Data shows that 68 percent of men will require long-term care at some point in their lives, while 79 percent of women are in the same boat. Women typically require an average of 3.7 years of long-term care, while men need an average of 2.2 years.
According to the U.S. Department of Health and Human Services, as of 2010, it cost $205 per day or $6,235 a month for a semi-private room in a nursing home. A private room came to $229 per day, or $6,965.
Of course, these figures have only risen in recent years, and a number of factors can lead to even higher costs. For instance, hiring a home health aide can cost $21 per hour, and may be even more expensive depending on the time of day.
“Home health and home care services, provided in two-to-four-hour blocks of time referred to as ‘visits,’ are generally more expensive in the evening, on weekends, and on holidays,” the HHS states.
Keep clients and their loved ones protected
The goal for financial professionals is to make clients aware of these potential pitfalls, and help them devise a plan to both protect their finances and ensure their loved ones will be taken care of.

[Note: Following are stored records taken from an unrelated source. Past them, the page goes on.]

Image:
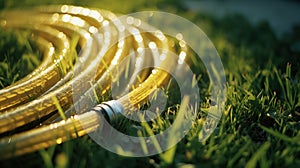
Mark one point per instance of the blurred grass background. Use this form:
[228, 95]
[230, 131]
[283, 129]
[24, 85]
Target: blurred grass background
[260, 125]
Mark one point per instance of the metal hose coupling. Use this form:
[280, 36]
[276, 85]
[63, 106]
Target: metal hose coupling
[112, 110]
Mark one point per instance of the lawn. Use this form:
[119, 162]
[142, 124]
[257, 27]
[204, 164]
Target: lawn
[261, 121]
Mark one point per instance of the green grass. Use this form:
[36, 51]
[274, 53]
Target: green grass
[260, 125]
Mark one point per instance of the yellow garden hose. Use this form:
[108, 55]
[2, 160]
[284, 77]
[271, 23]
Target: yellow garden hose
[104, 42]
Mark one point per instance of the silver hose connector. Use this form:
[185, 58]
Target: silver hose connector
[112, 110]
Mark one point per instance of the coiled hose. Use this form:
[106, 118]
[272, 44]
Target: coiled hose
[81, 48]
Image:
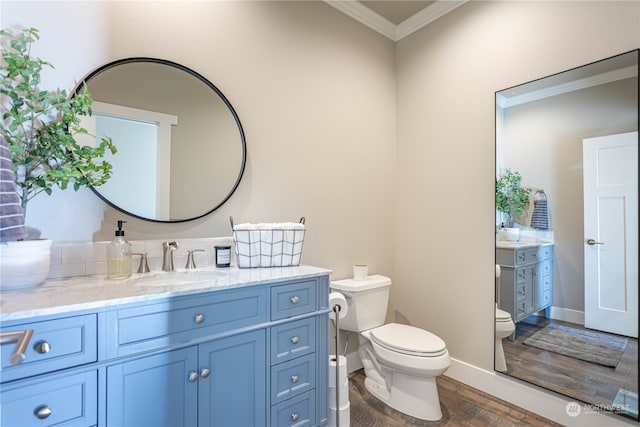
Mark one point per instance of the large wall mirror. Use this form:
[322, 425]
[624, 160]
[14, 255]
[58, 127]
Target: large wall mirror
[181, 147]
[567, 285]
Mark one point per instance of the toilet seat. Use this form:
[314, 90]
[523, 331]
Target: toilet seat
[408, 340]
[502, 316]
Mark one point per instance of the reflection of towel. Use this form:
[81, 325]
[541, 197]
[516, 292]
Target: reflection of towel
[540, 215]
[11, 215]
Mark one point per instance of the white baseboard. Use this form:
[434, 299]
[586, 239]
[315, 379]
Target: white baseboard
[532, 398]
[568, 315]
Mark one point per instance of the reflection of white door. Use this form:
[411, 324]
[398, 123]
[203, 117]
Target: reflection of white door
[611, 233]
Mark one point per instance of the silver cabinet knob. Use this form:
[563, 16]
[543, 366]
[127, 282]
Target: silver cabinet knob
[593, 242]
[42, 412]
[42, 347]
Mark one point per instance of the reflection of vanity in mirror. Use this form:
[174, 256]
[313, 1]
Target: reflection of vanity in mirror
[177, 135]
[574, 136]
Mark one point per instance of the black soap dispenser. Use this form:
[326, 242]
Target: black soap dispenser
[119, 256]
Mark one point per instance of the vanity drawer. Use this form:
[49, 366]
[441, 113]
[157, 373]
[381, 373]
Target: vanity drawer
[543, 268]
[545, 252]
[524, 274]
[291, 378]
[70, 400]
[293, 299]
[158, 325]
[55, 344]
[298, 411]
[293, 339]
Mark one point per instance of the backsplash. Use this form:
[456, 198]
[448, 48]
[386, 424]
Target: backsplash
[84, 259]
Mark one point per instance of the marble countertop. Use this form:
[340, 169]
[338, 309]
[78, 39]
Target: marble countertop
[501, 244]
[58, 296]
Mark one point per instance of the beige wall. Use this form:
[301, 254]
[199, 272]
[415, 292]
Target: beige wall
[315, 92]
[447, 75]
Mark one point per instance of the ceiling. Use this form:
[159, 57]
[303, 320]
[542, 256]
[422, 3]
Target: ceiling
[395, 19]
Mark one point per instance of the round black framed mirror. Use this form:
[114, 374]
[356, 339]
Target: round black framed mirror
[181, 146]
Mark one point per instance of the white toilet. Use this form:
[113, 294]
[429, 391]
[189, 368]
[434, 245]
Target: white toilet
[400, 362]
[504, 328]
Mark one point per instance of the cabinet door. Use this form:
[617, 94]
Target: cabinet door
[155, 391]
[232, 385]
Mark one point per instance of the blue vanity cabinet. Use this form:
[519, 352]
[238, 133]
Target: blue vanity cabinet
[253, 353]
[526, 279]
[218, 383]
[33, 394]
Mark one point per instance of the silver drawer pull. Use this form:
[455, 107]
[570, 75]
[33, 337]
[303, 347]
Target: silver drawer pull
[42, 412]
[21, 338]
[42, 347]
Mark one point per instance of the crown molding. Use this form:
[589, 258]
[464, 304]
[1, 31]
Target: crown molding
[426, 16]
[600, 79]
[366, 16]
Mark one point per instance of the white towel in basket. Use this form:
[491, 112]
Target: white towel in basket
[269, 244]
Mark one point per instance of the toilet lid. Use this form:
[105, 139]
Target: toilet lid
[408, 340]
[502, 316]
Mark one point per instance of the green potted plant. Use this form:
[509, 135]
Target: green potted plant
[512, 198]
[40, 128]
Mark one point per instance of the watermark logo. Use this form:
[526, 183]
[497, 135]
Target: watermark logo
[573, 409]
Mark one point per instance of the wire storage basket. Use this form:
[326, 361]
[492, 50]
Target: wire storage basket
[268, 244]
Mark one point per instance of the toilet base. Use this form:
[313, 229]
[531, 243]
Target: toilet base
[415, 396]
[500, 361]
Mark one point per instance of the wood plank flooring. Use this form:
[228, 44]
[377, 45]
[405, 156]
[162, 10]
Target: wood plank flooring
[588, 382]
[461, 406]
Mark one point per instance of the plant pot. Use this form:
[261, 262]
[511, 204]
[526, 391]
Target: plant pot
[507, 234]
[24, 264]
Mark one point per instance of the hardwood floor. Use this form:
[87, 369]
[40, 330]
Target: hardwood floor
[588, 382]
[461, 406]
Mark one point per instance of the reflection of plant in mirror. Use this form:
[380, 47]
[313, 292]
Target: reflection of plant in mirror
[511, 198]
[40, 126]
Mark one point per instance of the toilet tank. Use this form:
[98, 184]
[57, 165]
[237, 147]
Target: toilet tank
[367, 302]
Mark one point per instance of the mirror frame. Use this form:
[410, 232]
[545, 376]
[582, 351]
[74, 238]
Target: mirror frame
[105, 67]
[496, 147]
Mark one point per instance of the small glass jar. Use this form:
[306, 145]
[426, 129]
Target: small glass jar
[223, 256]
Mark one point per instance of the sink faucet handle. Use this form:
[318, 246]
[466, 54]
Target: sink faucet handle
[191, 259]
[143, 267]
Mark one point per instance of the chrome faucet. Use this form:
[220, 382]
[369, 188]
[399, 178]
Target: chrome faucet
[167, 255]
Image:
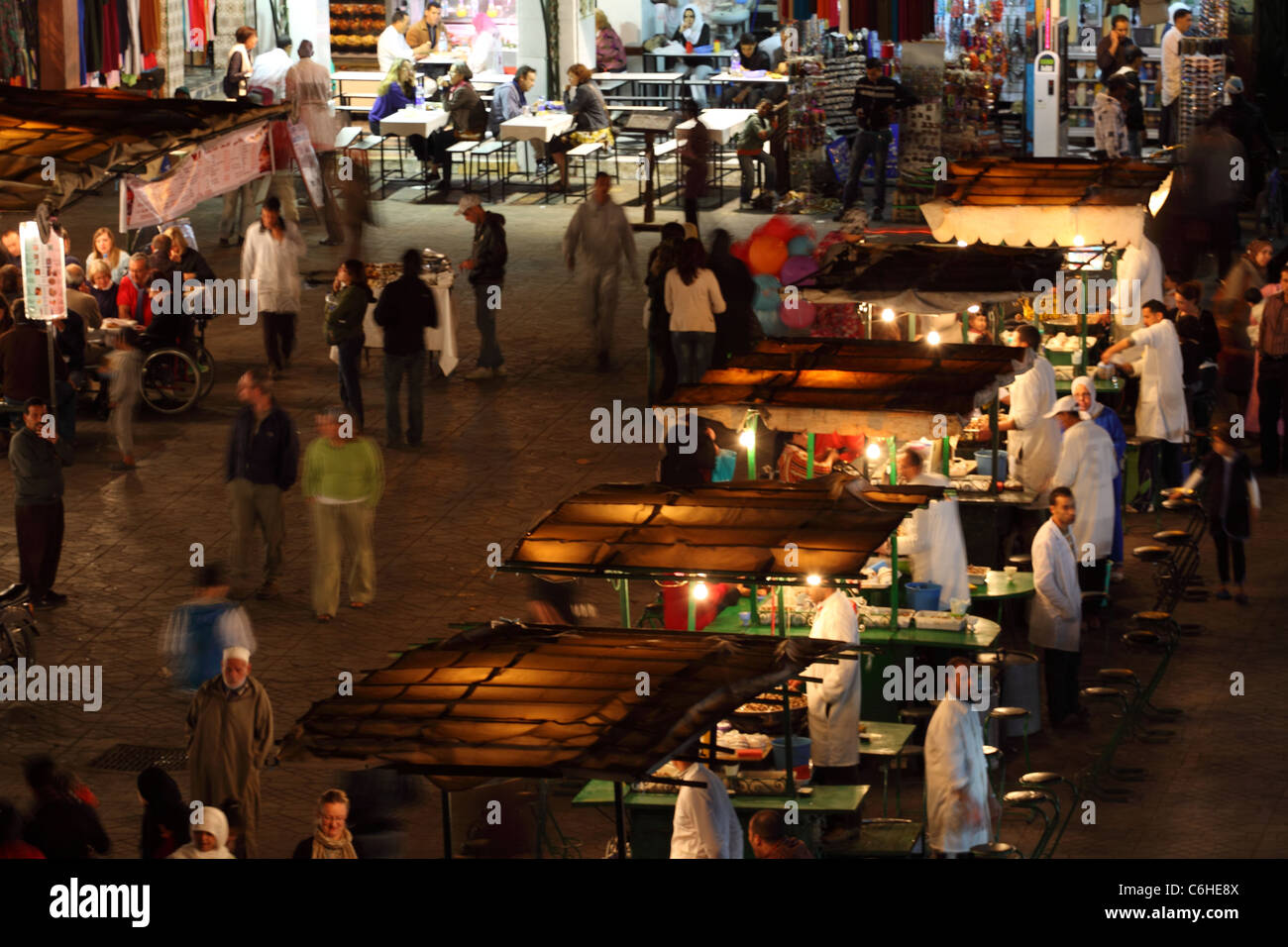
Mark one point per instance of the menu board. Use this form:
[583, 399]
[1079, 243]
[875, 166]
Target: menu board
[43, 289]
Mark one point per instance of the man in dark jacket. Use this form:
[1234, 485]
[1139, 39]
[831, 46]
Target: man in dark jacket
[404, 311]
[262, 464]
[485, 266]
[37, 457]
[876, 98]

Your first step is helping your clients understand qualifying standards in their area. Most states maintain that a parent must be indigent in order for filial responsibility to kick in. If parents’ care costs more than their monthly Social Security benefits, chances are they’d be considered indigent. Meanwhile, some states specify that parents must be destitute and too infirm to care for themselves in order to be considered indigent.
Once your clients know the law in their state, you should walk them through scenarios where they may not be be held financially liable.
For instance, if your client is having financial problems of their own, the court may rule they are not in a position to pay for parental care. Or if a client is making significant financial contributions for their child, such as in the case of college tuition, they may also be exempt.
Additionally, if a client’s parents abused or abandoned them in the past, the court may rule the parents are undeserving of financial support.
In most cases, the ideal way to protect clients while also helping them support their loved ones is by investing in long-term care insurance. Children can purchase these policies on behalf of their parents, reducing out-of-pocket costs and lessening the chance they themselves may be held responsible for care costs.